これにより、撮影位置毎にユーザが関心を有する粒子種別が異なるような場合に対応して、ユーザが関心を有する粒子種別の粒子に関する状態をユーザに認識させることが可能となる。
(10)例えば、画像取得ステップでは、撮影が撮影方向を変更して行われる毎にその撮影により生成された撮影画像を取得し、表示ステップでは、撮影方向と1種以上の粒子種別との対応関係を予め定めた情報に基づいて、画像取得ステップで取得された撮影画像の撮影方向に対応する1種以上の粒子種別を特定し、特定した1種以上の各粒子種別について、当該粒子種別の粒子を代表する表示要素を、その撮影画像に重畳させて表示することとしてもよい。
これにより、撮影方向毎にユーザが関心を有する粒子種別が異なるような場合に対応して、ユーザが関心を有する粒子種別の粒子に関する状態をユーザに認識させることが可能となる。

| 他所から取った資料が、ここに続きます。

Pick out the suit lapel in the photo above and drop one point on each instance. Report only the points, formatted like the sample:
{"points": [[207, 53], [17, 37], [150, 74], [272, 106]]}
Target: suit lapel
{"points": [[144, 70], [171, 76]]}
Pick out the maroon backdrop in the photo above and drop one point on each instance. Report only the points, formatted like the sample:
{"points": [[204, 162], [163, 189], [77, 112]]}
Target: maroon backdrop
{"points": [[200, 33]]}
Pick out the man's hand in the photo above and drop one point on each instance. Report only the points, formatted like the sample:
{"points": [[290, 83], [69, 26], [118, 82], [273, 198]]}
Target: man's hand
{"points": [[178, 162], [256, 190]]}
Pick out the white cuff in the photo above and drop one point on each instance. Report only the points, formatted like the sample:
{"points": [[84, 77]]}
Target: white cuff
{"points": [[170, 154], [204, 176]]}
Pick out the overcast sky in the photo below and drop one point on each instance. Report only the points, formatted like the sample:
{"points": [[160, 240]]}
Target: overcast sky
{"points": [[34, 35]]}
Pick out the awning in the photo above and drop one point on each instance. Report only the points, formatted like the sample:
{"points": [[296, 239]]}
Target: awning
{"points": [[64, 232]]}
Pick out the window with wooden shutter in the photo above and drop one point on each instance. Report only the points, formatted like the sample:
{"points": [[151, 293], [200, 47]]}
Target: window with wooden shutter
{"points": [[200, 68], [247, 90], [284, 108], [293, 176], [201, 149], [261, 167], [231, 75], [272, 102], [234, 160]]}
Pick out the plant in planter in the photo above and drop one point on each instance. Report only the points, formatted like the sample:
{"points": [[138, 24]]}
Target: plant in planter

(11)例えば、上述した制御方法は更に、撮影画像に係る撮影における撮影位置及び撮影方向を示す撮影情報を取得する撮影情報取得ステップを含み、表示ステップでは、表示要素を、1以上の測定領域それぞれの位置と撮影情報取得ステップで取得された撮影情報とに基づいて、撮影範囲に含まれる1以上の測定領域を特定し、特定した1以上の測定領域それぞれで測定された粒子の濃度に応じた表示態様で表示することとしてもよい。
これにより、撮影範囲に応じた粒子の濃度についてユーザが把握できるようになる。
(12)例えば、上述した制御方法は更に、表示ステップで表示された表示要素を選択する操作に対応して、機器の制御の要否を確認するための要否確認用画像を表示する確認ステップ(例えばステップS23)を含み、機器制御ステップでは、要否確認用画像の表示中に機器の制御を要する旨を示す操作がなされた場合に機器を制御することとしてもよい。
これにより、ユーザの操作ミス等で機器が制御されることを防止できる。
(13)例えば、表示ステップでは、機器制御ステップにおいて機器の制御を開始した際に、表示要素をその機器の制御の開始前と異なる表示態様に変えて表示することとしてもよい。具体例としては、図11Cに示すように悪そうな顔の輪郭が折れ線のキャラクターであるマーク521がユーザにより選択された場合において機器の制御を開始する際には、例えば、輪郭の折れ線を破線に変化させる等が挙げられる。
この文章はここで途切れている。